Generally average period with limited windows of clean conditions

Craig Brokensha picture
Craig Brokensha (Craig)

Victoria Forecast by Craig Brokensha (issued Friday 22nd January)

Best Days: Keen surfers Saturday and Sunday mornings around Torquay, east of Melbourne Wednesday morning

Recap

A good kick in swell yesterday to 3-4ft on the Surf Coast and 6ft to occasionally 8ft on the Mornington Peninsula with workable light to moderate SE winds for keen surfers. A drop in size was seen into the afternoon, but today a new reinforcing SW pulse has kept similar if not slightly smaller waves hitting both regions with fluctuating winds.

Early variable breezes were spoilt by a storm moving through both regions, bringing fresh but short-lived onshore winds.
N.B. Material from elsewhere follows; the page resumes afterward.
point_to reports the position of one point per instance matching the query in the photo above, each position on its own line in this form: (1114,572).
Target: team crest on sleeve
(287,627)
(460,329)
Conditions have since improved again with variable tending light offshore winds across most locations, well worth a surf.

This weekend and next week (Jan 21 - 29)

Today's reinforcing SW groundswell will ease off gradually through the weekend (steadying Sunday with a small reinforcing W/SW swell) and for the most part conditions will be average with fresh SW winds tomorrow and SW tending S/SW winds Sunday.

Each morning there's a chance that the Torquay region will see W'ly breezes with easing 3ft sets on the Surf Coast, back to 2ft on Sunday, with 4-5ft+ waves on the Mornington Peninsula, down to 4ft or so Sunday.

Into Monday a new small mid-period SW swell is due, keeping 2ft sets hitting the Surf Coast and 3-4ft waves on the Mornington Peninsula, but fresh S'ly winds will leave no options for a decent wave.

More variable breezes may be seen Tuesday morning but with a small easing swell. We'll have a closer look at this Monday as the models are still divergent on the axis of a surface trough around the region.

Variable winds are much more likely Wednesday morning, but the Mornington Peninsula will be the only decent option with small easing 3ft to possibly 4ft sets early.

Into the end of the week a mix of small to moderate W/SW groundswell and building SE windswell are due across the coast, the later generated as a inland surface trough deepens across the state and starts moving east towards the Tasman Sea.

With this tricky system in the region, it's not worth going into the details of the coming swell as winds may write-it off and the specifics are too hard to nail down at the moment. Check back Monday for a clearer idea, and have a great weekend!